Audio RAG systems are incredibly useful across various industries. Some practical use cases include:

  • Searchable podcasts: Let listeners ask questions about podcast episodes instead of scanning show notes.
  • Meeting summaries and Q&A: Help team members find key discussions from lengthy calls.
  • Voice customer support archives: Allow support agents to quickly find what a customer said in past calls.
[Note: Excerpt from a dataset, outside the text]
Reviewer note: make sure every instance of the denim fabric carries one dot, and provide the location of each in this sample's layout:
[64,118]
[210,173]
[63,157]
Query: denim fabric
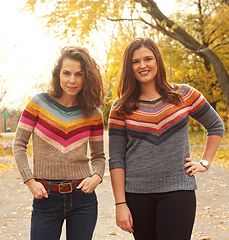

Benefits of Using AssemblyAI, Qdrant, and DeepSeek-R1 Together

Combining these tools provides a strong foundation for building scalable and smart audio systems.

Key advantages include:

  • High-quality transcription from AssemblyAI
  • Fast and accurate vector search with Qdrant
  • Advanced natural language reasoning from DeepSeek-R1
  • Easy integration and modular design
  • Support for real-time and batch processing

This trio helps developers create a system that’s both powerful and adaptable to different audio content types.

Tips for Optimization

For those looking to improve or scale their Audio RAG pipeline, the following strategies may help:

  • Use speaker diarization to separate different voices in the transcript
  • Store timestamps with chunks for playback linking
  • Customize prompt templates for DeepSeek-R1 for better answer formatting
  • Add summarization layers for quick overviews
  • Perform evaluation with real-world user queries to fine-tune relevance

Conclusion

Building an Audio RAG system using AssemblyAI, Qdrant, and DeepSeek-R1 allows developers to unlock deep insights from voice data. From transcription to vector search and intelligent answering, this approach combines modern AI capabilities into a cohesive pipeline. By following a modular and easy-to-understand method, teams can integrate voice-based AI into apps, customer service platforms, or internal knowledge systems—making audio content as useful as written documents. This setup marks a shift in how AI systems interact with sound, enabling smarter tools for a more voice-driven world.